La création d’un planning de ressources permet de savoir quelles ressources utilisées et à quel moment. De nombreux logiciels (gratuits ou payants) existent pour gérer le planning de projet et les points critiques. Les points critiques sont les moments clés des phases du projet.
Le planning représente visuellement l’organisation et vos besoins en ressources, qu’elles soient humaines, matérielles ou financières, sur une période donnée.

Etape 6 : L’importance du pilotage des ressources humaines

Nous nous intéressons ici tout particulièrement à la gestion des ressources humaines, car ces ressources sont centrales dans la réalisation d’un projet et leur gestion, qui est la plus spécifique et la plus complexe.

Constitution de l’équipe de projet : une équipe projet est une ressource essentielle à l’avancement du projet : elle accomplit les tâches nécessaires à l’aboutissement du projet en respectant le budget et les délais prévus. Avant même de former l’équipe, il est important de suivre les étapes suivantes :

  • lister au préalable les tâches nécessaires à la réalisation du projet,
  • dresser la liste de toutes les compétences et de tous les savoir-faire nécessaires pour mener les tâches, qu’elles soient techniques ou managériales,
  • recruter les membres de l’équipe projet. Vous pouvez vous tourner vers des ressources déjà présentes en interne (en fonction de leur disponibilité) ou bien prévoir un recrutement en externe.

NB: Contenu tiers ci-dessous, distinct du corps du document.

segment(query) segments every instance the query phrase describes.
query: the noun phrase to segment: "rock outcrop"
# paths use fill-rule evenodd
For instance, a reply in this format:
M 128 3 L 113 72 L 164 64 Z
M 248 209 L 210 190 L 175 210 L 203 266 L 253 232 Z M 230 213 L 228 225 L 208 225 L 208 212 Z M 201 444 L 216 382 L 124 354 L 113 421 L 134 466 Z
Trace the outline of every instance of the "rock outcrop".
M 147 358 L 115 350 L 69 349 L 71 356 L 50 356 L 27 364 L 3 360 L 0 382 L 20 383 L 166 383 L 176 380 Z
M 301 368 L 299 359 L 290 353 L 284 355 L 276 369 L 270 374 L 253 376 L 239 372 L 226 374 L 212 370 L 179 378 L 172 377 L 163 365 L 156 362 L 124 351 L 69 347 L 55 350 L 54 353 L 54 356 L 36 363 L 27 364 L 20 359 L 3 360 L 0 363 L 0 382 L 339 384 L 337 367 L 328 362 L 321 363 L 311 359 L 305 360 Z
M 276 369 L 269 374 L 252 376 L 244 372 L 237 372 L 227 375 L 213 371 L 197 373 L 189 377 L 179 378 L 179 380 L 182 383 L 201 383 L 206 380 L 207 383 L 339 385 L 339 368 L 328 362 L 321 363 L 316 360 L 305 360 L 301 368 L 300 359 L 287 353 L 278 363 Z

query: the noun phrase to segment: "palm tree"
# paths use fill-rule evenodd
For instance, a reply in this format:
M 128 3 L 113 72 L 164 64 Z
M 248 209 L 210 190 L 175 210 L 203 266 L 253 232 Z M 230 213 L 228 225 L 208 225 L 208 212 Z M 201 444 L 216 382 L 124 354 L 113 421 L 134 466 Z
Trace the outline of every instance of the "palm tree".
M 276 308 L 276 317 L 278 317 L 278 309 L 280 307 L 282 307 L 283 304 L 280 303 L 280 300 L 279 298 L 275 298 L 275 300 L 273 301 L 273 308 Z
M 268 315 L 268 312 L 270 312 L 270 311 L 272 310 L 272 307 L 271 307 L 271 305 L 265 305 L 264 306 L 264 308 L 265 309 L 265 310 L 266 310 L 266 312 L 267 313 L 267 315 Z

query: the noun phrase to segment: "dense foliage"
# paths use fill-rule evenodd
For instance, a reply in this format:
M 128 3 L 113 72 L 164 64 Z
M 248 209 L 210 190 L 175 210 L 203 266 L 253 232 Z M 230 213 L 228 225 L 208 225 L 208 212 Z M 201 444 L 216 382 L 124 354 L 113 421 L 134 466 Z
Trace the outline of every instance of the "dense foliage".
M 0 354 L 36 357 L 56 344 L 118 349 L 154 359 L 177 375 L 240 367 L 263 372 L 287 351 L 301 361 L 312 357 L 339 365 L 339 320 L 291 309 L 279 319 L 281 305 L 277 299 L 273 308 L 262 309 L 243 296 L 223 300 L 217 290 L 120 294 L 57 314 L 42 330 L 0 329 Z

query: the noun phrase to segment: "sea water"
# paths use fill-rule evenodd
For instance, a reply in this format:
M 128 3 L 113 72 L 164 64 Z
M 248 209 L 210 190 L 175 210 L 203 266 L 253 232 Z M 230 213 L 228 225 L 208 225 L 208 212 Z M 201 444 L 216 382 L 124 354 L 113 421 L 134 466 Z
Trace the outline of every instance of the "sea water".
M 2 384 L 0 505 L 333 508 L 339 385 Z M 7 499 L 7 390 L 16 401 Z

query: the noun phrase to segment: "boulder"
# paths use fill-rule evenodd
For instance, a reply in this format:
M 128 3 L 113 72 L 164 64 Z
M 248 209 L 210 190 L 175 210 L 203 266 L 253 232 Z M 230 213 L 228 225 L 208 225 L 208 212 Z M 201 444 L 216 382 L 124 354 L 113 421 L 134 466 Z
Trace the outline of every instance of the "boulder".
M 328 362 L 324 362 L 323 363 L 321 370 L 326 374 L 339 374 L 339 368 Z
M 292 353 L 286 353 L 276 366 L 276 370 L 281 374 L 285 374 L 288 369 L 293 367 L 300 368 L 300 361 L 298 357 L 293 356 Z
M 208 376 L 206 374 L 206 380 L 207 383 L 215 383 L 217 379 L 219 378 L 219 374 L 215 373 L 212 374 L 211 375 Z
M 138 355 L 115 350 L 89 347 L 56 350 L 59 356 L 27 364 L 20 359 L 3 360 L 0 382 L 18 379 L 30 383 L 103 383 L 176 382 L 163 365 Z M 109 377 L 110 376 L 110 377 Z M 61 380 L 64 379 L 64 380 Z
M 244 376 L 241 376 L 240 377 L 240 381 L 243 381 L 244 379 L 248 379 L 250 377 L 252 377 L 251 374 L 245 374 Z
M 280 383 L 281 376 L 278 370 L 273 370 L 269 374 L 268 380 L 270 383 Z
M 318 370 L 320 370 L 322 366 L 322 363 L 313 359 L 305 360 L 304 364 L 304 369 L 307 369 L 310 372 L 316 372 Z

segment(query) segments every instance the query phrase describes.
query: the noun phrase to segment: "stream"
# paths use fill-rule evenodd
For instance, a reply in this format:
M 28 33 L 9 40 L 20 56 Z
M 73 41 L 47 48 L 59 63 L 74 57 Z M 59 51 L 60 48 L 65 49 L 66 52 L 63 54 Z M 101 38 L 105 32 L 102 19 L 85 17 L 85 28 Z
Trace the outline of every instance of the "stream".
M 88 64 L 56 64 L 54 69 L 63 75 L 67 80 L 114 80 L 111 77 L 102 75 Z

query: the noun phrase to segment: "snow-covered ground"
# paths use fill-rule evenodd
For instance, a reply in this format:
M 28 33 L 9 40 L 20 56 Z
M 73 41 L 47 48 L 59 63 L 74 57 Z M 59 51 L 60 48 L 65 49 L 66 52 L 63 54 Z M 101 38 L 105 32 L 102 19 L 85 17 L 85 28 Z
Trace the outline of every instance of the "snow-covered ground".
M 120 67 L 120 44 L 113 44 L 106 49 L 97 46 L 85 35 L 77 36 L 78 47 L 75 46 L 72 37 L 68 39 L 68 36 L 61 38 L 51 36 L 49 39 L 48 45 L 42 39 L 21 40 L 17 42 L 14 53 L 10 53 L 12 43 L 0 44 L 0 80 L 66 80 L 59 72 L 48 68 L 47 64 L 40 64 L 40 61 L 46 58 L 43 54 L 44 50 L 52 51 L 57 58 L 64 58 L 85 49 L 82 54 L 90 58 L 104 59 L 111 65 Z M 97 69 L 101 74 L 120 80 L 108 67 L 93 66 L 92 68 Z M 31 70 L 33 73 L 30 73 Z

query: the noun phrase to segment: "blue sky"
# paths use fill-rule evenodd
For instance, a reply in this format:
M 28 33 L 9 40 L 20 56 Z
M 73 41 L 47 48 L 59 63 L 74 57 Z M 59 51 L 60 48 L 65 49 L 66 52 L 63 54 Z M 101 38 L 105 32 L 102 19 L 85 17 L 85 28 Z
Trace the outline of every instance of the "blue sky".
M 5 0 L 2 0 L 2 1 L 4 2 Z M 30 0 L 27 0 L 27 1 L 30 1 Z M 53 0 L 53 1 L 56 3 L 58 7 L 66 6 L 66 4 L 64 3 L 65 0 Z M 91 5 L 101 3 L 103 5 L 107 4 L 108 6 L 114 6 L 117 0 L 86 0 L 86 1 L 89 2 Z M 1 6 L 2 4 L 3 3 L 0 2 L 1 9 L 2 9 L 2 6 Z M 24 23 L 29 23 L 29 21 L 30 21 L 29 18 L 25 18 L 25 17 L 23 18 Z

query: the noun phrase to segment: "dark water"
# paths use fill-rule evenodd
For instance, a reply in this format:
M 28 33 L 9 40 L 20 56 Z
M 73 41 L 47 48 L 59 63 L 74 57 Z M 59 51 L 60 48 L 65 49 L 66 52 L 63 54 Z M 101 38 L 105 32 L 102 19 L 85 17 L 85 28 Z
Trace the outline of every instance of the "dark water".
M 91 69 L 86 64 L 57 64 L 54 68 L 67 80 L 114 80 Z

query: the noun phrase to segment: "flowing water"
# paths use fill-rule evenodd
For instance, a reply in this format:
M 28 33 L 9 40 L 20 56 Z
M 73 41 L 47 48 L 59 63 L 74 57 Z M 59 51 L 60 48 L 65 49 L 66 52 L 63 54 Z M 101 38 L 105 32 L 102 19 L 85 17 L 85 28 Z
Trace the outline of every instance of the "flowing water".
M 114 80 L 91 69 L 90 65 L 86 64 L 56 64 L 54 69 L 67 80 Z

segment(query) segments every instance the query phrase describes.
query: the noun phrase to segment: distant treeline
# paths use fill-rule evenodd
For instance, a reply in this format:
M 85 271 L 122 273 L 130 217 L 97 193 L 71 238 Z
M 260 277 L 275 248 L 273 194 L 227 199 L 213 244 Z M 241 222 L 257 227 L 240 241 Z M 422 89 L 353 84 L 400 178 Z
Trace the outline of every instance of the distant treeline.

Dans tous les cas, il est primordial que le chef de projet tienne compte des compétences des futurs membres, mais aussi de leur motivation et de leur volonté à s’impliquer dans le projet.
Attribution des tâches et gestion des charges : Pour affecter les tâches, il convient de confirmer la disponibilité de chacune des ressources au sein de l’équipe constituée pour ce projet, et de procéder à la répartition des rôles et des responsabilités. L’objectif est d’attribuer le travail en optimisant le taux d’occupation des ressources, de gérer leur disponibilité, anticiper les charges pur éviter tout blocage par la suite.

Plusieurs logiciels de gestion de projet et de planification, permettent d’automatiser cette tâche.et d’ajuster les ressources. Certains logiciels sont gratuits, d’autres sont payants.

Etape 7 : créer d’une bonne ambiance d’équipe

Le succès d’un projet dépend de deux facteurs,  le chef de projet et l'équipe projet. 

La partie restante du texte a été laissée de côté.